RNA-sequencing assay to Identify changed gene expression in esophageal squamous cell carcinoma (ESCC) cells with RAB23 knockdown

Purpose: To elucidate how RAB23 influenced the expression profile in ESCC cells, RAB23 expression was reduced using two siRNAs in ESCC KYSE30 cells. Then, transcriptional profiling of two populations of cells with RAB23 knockdown (si-RAB23-1 and si-RAB23-9) and the control cells (si-NC) was performed to characterize differentially expressed genes (DEG). Methods: When si-NC, si-RAB23-1 and si-RAB23-9 cells grew to approximately 80% confluence, these cells were washed twice using pre-chilled PBS. Total RNAs were harvested using Trizol reagents (Thermo Fisher Scientific). Poly(A) mRNA was isolated and enriched using NEBNext Poly(A) mRNA Magnetic Isolation Module. The mRNA was then recovered for library generation with NEBNext ® Ultra™ Directional RNA Library Prep Kit for Illumina (NEB, E7420S) following the manufacturer's instructions. The cDNA libraries were sequenced at WuXiNextCODE (China). FastQC was used to examine the quality of raw reads.
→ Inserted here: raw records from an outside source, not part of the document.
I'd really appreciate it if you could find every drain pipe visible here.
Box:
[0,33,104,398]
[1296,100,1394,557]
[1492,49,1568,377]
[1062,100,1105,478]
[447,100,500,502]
Read alignment was conducted using STAR (v2.5.1b), and R package edgeR (v3.8.5) was used to determine relative transcript abundances and differentially expressed genes (DEGs) between sample pairs. Results: Generally, 1041 genes were increased and 1013 genes decreased in si-RAB23-1 cells, compared with si-NC cells (FDR<0.05, Fold Change>2). Additionally, 1154 genes (FDR<0.05, Fold Change>2) were increased and 958 genes decreased in si-RAB23-9 cells, relative to si-NC cells. GO analysis showed that these changed genes were significantly enriched in signal pathways related to cancer. Conclusions: Reduced RAB23 expression alters multiple cancer-related signal pathways. Overall design: Two biological replicates for each group - si-NC, si-RAB23-1 and si-RAB23-9 - were subjected to RNA-sequencing analysis respectively, among which si-NC acted as the reference sample for si-RAB23-1 and si-RAB23-9.